Yah, hantu nenek-nenek yang belakangan diketahui bernama Mbah Tun
tersebut tampaknya tidak senang dengan kehadiran penghuni baru di
rumahnya. Untuk segi penceritaan, “Angker” memang bakal terlihat begitu
lemah, termasuk tak banyak yang diceritakan mengenai keluarga Ratna,
hanya sepotong-potong yang kita ketahui tentang keluarga baru penghuni
rumah yang katanya angker tersebut. Banyak detil yang tampaknya
dikurangi, karena “Angker” harus berbagi dengan bagian yang mengupas
horor, toh sekali lagi saya sedang menonton film horor bukan drama.

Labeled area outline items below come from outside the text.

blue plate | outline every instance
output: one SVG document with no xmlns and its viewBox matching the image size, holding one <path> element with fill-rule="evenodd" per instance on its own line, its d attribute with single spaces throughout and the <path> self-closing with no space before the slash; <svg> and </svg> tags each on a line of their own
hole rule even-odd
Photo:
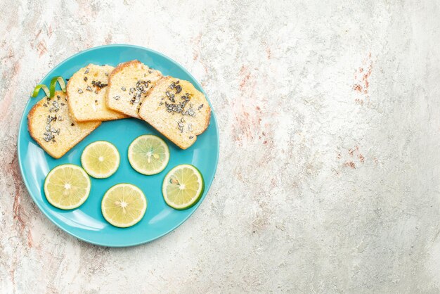
<svg viewBox="0 0 440 294">
<path fill-rule="evenodd" d="M 181 65 L 171 58 L 146 48 L 129 45 L 109 45 L 92 48 L 80 52 L 57 65 L 40 82 L 49 84 L 55 76 L 70 77 L 79 68 L 89 63 L 118 63 L 138 59 L 164 75 L 172 75 L 190 81 L 195 88 L 206 94 L 195 79 Z M 164 138 L 146 122 L 134 118 L 103 122 L 89 136 L 61 158 L 56 160 L 47 155 L 30 137 L 27 132 L 27 115 L 29 110 L 44 96 L 42 91 L 37 98 L 30 98 L 26 105 L 18 132 L 18 162 L 26 187 L 34 201 L 44 215 L 60 229 L 75 237 L 93 244 L 112 247 L 133 246 L 150 242 L 174 230 L 186 220 L 205 199 L 219 159 L 219 130 L 214 111 L 207 129 L 198 136 L 195 143 L 181 150 Z M 131 168 L 127 158 L 130 143 L 138 136 L 153 134 L 168 143 L 170 160 L 164 171 L 154 176 L 141 174 Z M 49 204 L 44 196 L 43 184 L 49 171 L 57 165 L 73 163 L 81 165 L 80 156 L 84 147 L 98 140 L 108 141 L 121 154 L 118 170 L 108 179 L 91 177 L 91 191 L 89 199 L 79 208 L 62 210 Z M 167 205 L 162 196 L 162 180 L 174 166 L 189 163 L 197 167 L 205 179 L 205 192 L 200 200 L 191 208 L 178 211 Z M 145 216 L 138 224 L 119 229 L 108 224 L 101 212 L 101 201 L 104 193 L 118 183 L 131 183 L 139 187 L 148 200 Z"/>
</svg>

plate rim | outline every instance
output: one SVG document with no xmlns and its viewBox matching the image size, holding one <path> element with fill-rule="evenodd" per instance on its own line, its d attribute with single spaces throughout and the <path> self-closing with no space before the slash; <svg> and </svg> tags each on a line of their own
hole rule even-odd
<svg viewBox="0 0 440 294">
<path fill-rule="evenodd" d="M 44 79 L 46 79 L 48 77 L 50 77 L 51 75 L 52 75 L 52 72 L 53 72 L 53 71 L 55 71 L 56 68 L 58 68 L 60 65 L 63 65 L 65 63 L 67 63 L 67 61 L 69 61 L 70 60 L 72 59 L 73 58 L 81 55 L 82 53 L 84 53 L 88 51 L 94 51 L 94 50 L 99 50 L 103 48 L 108 48 L 108 47 L 121 47 L 121 48 L 133 48 L 133 49 L 141 49 L 141 50 L 145 50 L 147 51 L 150 51 L 151 53 L 153 53 L 155 54 L 157 54 L 159 56 L 161 56 L 162 57 L 168 59 L 171 61 L 172 61 L 173 63 L 174 63 L 175 64 L 178 65 L 181 68 L 182 68 L 183 70 L 183 71 L 185 71 L 186 72 L 186 74 L 188 75 L 189 75 L 194 81 L 195 81 L 195 83 L 197 84 L 197 85 L 199 87 L 199 88 L 202 90 L 202 92 L 205 94 L 205 96 L 206 96 L 207 101 L 208 101 L 208 103 L 209 104 L 209 106 L 211 106 L 211 117 L 212 118 L 214 124 L 215 124 L 215 132 L 216 134 L 216 137 L 217 137 L 217 152 L 216 153 L 215 155 L 215 164 L 214 164 L 214 173 L 212 174 L 212 179 L 210 179 L 210 182 L 211 184 L 209 185 L 209 187 L 207 187 L 207 188 L 205 189 L 204 193 L 205 193 L 205 197 L 202 197 L 202 199 L 200 199 L 199 200 L 199 202 L 198 203 L 195 204 L 195 205 L 194 205 L 194 207 L 195 207 L 194 209 L 194 210 L 193 210 L 190 214 L 188 214 L 186 217 L 185 217 L 180 222 L 177 223 L 177 224 L 173 227 L 172 229 L 170 229 L 167 231 L 165 231 L 164 233 L 162 233 L 160 235 L 158 235 L 157 236 L 151 238 L 150 240 L 146 240 L 146 241 L 140 241 L 140 242 L 133 242 L 133 243 L 124 243 L 123 245 L 108 245 L 106 244 L 105 242 L 101 242 L 101 243 L 98 243 L 98 242 L 95 242 L 93 241 L 90 241 L 90 240 L 87 240 L 86 238 L 83 238 L 82 236 L 78 236 L 77 234 L 70 232 L 69 231 L 67 231 L 66 229 L 65 229 L 64 227 L 63 227 L 62 226 L 60 226 L 59 224 L 58 224 L 57 222 L 55 221 L 55 219 L 53 219 L 53 218 L 48 215 L 48 213 L 46 213 L 46 212 L 42 209 L 41 207 L 41 205 L 40 203 L 39 203 L 38 201 L 37 201 L 35 200 L 35 197 L 34 196 L 33 193 L 31 192 L 30 188 L 30 184 L 27 182 L 27 179 L 26 179 L 26 177 L 25 177 L 24 174 L 24 172 L 23 172 L 23 164 L 22 162 L 22 160 L 21 160 L 21 157 L 22 155 L 20 155 L 20 142 L 21 141 L 21 136 L 22 136 L 22 132 L 21 132 L 21 129 L 22 129 L 22 125 L 23 124 L 23 122 L 25 119 L 27 119 L 27 115 L 26 115 L 26 109 L 27 108 L 30 103 L 32 101 L 32 98 L 30 96 L 30 98 L 27 100 L 27 102 L 26 103 L 26 105 L 25 106 L 25 108 L 23 108 L 23 111 L 22 113 L 22 115 L 21 115 L 21 118 L 20 120 L 20 124 L 18 124 L 18 135 L 17 136 L 17 157 L 18 158 L 18 167 L 20 168 L 20 174 L 21 175 L 22 177 L 22 180 L 23 181 L 23 182 L 25 183 L 25 186 L 26 186 L 26 190 L 27 191 L 27 193 L 29 195 L 30 195 L 32 201 L 34 201 L 34 203 L 37 205 L 37 206 L 38 207 L 39 210 L 40 210 L 41 212 L 43 213 L 43 215 L 44 215 L 46 216 L 46 217 L 47 217 L 52 224 L 55 224 L 55 226 L 59 229 L 60 229 L 62 231 L 65 231 L 65 233 L 68 234 L 70 236 L 72 236 L 75 238 L 77 238 L 79 240 L 81 240 L 82 241 L 90 243 L 90 244 L 93 244 L 93 245 L 98 245 L 98 246 L 103 246 L 103 247 L 110 247 L 110 248 L 126 248 L 126 247 L 133 247 L 133 246 L 137 246 L 139 245 L 142 245 L 142 244 L 145 244 L 145 243 L 148 243 L 150 242 L 154 241 L 155 240 L 157 240 L 162 237 L 163 237 L 164 236 L 169 234 L 170 232 L 173 231 L 174 230 L 176 229 L 177 228 L 179 228 L 182 224 L 183 224 L 185 222 L 186 222 L 186 220 L 191 217 L 191 215 L 193 215 L 194 214 L 194 212 L 195 212 L 195 211 L 198 210 L 198 208 L 199 207 L 199 206 L 202 204 L 202 203 L 203 202 L 203 200 L 205 200 L 205 198 L 207 196 L 208 192 L 209 191 L 209 189 L 211 188 L 211 186 L 212 186 L 213 183 L 214 183 L 214 180 L 215 179 L 215 174 L 216 173 L 216 170 L 217 170 L 217 167 L 219 165 L 219 153 L 220 153 L 220 134 L 219 132 L 219 126 L 217 124 L 217 120 L 214 111 L 214 108 L 212 107 L 212 104 L 211 103 L 211 101 L 209 101 L 209 99 L 207 97 L 207 94 L 205 92 L 205 90 L 203 89 L 203 88 L 202 87 L 202 85 L 200 85 L 200 84 L 199 83 L 199 82 L 197 80 L 197 79 L 195 79 L 194 77 L 194 76 L 189 72 L 189 70 L 188 70 L 184 66 L 183 66 L 181 64 L 180 64 L 179 63 L 178 63 L 177 61 L 176 61 L 175 60 L 174 60 L 173 58 L 167 56 L 167 55 L 162 53 L 154 49 L 151 49 L 150 48 L 147 48 L 147 47 L 143 47 L 141 46 L 138 46 L 138 45 L 131 45 L 131 44 L 107 44 L 107 45 L 101 45 L 101 46 L 97 46 L 95 47 L 91 47 L 91 48 L 89 48 L 82 51 L 80 51 L 79 52 L 76 53 L 74 55 L 72 55 L 70 56 L 69 56 L 68 58 L 63 59 L 61 62 L 58 63 L 58 64 L 56 64 L 55 66 L 53 66 L 53 68 L 52 68 L 52 69 L 44 76 L 41 79 L 40 79 L 40 82 Z"/>
</svg>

Ketika saya bilang lemah bukan berarti cerita “Angker” saya bilang ngasal,
ceritanya sudah cukup menopang muatan horornya, terlebih film ini penuh
elemen lokal yang membuat “Angker” jadi Indonesia banget. Jadi saya
bisa kesampingkan kekurangan film ini dalam segi bercerita, karena
tujuan film ini bukan untuk menyajikan dongeng sebelum tidur, tapi
menjejalkan mimpi, yah tentu saja mimpi buruk dengan rasa lokal yang
sangat kental.
Saya menyukai “Angker” bukan saja karena
film ini sudah mampu mengantarkan perasaan yang saya inginkan ketika
menonton sebuah film horor, tapi juga ketika rasa takut dan perasaan
mencekam itu tercipta tidak serba instant tapi melalui proses
yang dibangun sejak awal film. Proses itulah yang membuat saya tak saja
senang tapi juga puas saat “Angker” berhasil menakuti, karena saya
menikmati bagaimana film ini membangun rasa takut itu perlahan-lahan.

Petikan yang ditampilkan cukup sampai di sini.